Joining Google

Edit · Nov 2, 2018 · 3 minutes read · Career Google

The past five years I’ve been heavily involved in the startup space, both, here in the Silicon Valley and Bulgaria. My focus was EdTech, working on different educational products, starting with an app for kids, to a platform for online education, marketing, and sales demos which provides access to a virtual environment in the browser. In the second company called Rhyme, which is particularly exciting and technically challenging, I had the opportunity to join as a co-founder.

Silicon Valley

It was an incredible journey. I had the opportunity to drive the foundational architectural, design, and technological choices. I learned a lot about technology, business, marketing, building a team, introducing quality processes for maintaining high standards, and much more. Managing the balance between the dynamic business requirements and keeping the technical dept to the minimum was probably the biggest challenge. In a startup with less than 20 people every decision that each team member takes has a significant impact on the direction of the entire company.

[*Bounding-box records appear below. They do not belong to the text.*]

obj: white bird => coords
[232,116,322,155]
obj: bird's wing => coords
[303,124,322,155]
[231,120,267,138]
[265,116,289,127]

This work was driving some of my open source effort over the years. The original AngularJS style guide, for example, I wrote because of Brownie Points - an educational application for kids that I developed with AngularJS. For the second version of Brownie Points, we used Angular together with angular-seed and codelyzer. Brownie Points also led to my article for lazy-prefetching of templates, which inspired my work on predictive prefetching for JavaScript. In Rhyme, we decided to use React with Go on the backend. I saw that there’s a place for improvement around the tooling for static code analysis, and in my spare time published revive; we later introduced it to Rhyme’s monorepo.

Open source

Reflecting on this, I realized that more and more frequently I was looking for opportunities to work on tools for development productivity. The reason for this is my belief that the software development process nowadays is primitive and error-prone. Even for the development of a straightforward program, we need to consider tens of corner cases, trace mutable state, and verify our work by coming up with test cases. In the same time, we can hardly keep more than seven things at once in our minds and as authors of our programs not finding test cases which break them does not mean that they are correct.

Probably formal verification and machine learning can help, but there is no apparent solution. Most likely the universe in which every program we write has guaranteed correctness uses different programming languages, maybe even different computational paradigms.

Quantum Computing

What we can do now is to abstract the answers to common issues and provide frameworks that we can reuse over time. A good framework will evolve, expanding its core with the best practices discovered in the wild. It will also be opinionated, allowing developers to build advanced tooling on top for a great experience, development productivity, and software quality.

Another thing I firmly believe in is open source. Open source connects people around the world to share ideas, knowledge, and inspiration. The open source software specifically, provides a base of a very highly concentrated knowledge and a collaborative environment in which anyone, anywhere in the world can work with some of the best experts in the industry. That’s my primary motivation to start contributing to open source a few years ago, and it’s one of the main driving forces to keep my efforts.

Today, I’m excited to share that I’m joining Google to keep working on open source software full-time. As part of the Angular team, I’ll be working on making the development process faster, smarter, and more accessible.